Enid Blyton was born above a shop in London’s East Dulwich in 1897. Her favourite books as a child were ‘Black Beauty’ and ‘Little Women’. She was encouraged by her father to pursue her interests in nature, music and art, but her mother referred to her compulsive writing as a “waste of time” and “scribblings”. She remained undeterred and in 1922 published her first book of poems called ‘Child Whispers’.

BlytonEnidShe met Major Hugh Alexander Pollack, an editor, while on a commissioned project to write a book about the London Zoo, and they were married in 1924.
She wrote and edited a children’s magazine and in 1925 published her first full-length book called ‘The Enid Blyton Book of Bunnies’.  She wrote over 700 books during her career, sold over 400 million copies to date, and is still selling over a million books every year including translated versions ranking just behind Shakespeare.
After a battle with Altzheimer’s Enid died in a nursing home in Hampstead in 1968 aged 71. She played a very special part in our childhood years when we entered her worlds of the ‘Famous Five’, the ‘Secret Seven’, ‘Noddy’ and my favourite stories about ‘The Faraway Tree’.
A true London treasure!


  1. All hail to Enid’s father. And shame on her mother. Parents are most often threatened by their children’s growth and more often by talented children.
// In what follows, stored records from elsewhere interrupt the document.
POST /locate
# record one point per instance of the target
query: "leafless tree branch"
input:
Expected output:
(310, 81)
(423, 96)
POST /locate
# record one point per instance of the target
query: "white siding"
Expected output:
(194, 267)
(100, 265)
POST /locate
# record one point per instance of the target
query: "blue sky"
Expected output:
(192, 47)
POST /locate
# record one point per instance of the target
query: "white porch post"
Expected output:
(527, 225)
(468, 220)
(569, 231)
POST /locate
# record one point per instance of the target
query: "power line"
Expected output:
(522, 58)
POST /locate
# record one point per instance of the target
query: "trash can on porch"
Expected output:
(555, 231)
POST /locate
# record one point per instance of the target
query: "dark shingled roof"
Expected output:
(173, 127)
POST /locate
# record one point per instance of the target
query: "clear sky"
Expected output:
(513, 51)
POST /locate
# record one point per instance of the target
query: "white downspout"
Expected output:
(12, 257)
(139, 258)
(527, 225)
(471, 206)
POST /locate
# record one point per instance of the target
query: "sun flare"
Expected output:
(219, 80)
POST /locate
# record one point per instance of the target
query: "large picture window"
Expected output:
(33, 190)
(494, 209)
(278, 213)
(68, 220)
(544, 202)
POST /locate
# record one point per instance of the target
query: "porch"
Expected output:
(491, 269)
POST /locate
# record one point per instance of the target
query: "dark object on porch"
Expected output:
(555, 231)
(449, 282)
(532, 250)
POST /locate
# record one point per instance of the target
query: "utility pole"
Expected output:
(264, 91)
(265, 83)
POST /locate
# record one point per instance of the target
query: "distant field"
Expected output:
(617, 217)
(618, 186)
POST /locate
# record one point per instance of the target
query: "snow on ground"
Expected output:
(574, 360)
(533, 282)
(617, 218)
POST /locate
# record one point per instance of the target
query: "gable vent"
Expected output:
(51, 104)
The story of Mwindo, probably thousands of years old, coming from the heart of Africa deals with this. See my re-working on my will van der walt author & writer [ FB ]. A teasure indeed. And inspiration.
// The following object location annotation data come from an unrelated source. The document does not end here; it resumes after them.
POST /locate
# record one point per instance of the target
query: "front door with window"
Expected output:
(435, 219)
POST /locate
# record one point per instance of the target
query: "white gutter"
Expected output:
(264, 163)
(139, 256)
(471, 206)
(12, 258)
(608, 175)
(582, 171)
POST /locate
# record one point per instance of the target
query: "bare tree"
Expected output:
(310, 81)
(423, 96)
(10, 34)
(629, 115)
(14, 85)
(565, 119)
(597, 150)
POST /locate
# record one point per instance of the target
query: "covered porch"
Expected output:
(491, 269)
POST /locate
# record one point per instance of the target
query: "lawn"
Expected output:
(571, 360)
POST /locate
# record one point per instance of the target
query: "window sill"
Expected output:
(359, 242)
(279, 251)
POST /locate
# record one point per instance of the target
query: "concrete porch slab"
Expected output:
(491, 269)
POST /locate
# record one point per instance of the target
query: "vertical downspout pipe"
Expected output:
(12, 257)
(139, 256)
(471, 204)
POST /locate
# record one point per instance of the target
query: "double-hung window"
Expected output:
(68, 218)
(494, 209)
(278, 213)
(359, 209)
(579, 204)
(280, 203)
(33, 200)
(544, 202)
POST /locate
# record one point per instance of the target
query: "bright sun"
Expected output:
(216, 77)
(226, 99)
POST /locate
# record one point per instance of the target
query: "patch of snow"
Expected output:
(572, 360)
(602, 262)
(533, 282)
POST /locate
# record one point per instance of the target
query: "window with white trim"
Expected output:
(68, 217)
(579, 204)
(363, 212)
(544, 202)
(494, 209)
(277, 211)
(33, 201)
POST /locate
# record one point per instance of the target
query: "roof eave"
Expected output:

    1. Apparently she wasn’t a very good mother either, possibly due to her relationship with her own mother. Interesting how she touched so many children’s lives, and not of her own children.

  2. Never knew she was from East Dulwich… having grown up on Secret Seven books in the 70s I have fond memories of these stories… compared to what children read today they were so innocent.

  3. Many years ago my Gr 1 teacher read one chapter of The Faraway Tree on a friday afternoon. I still remember the anticipation.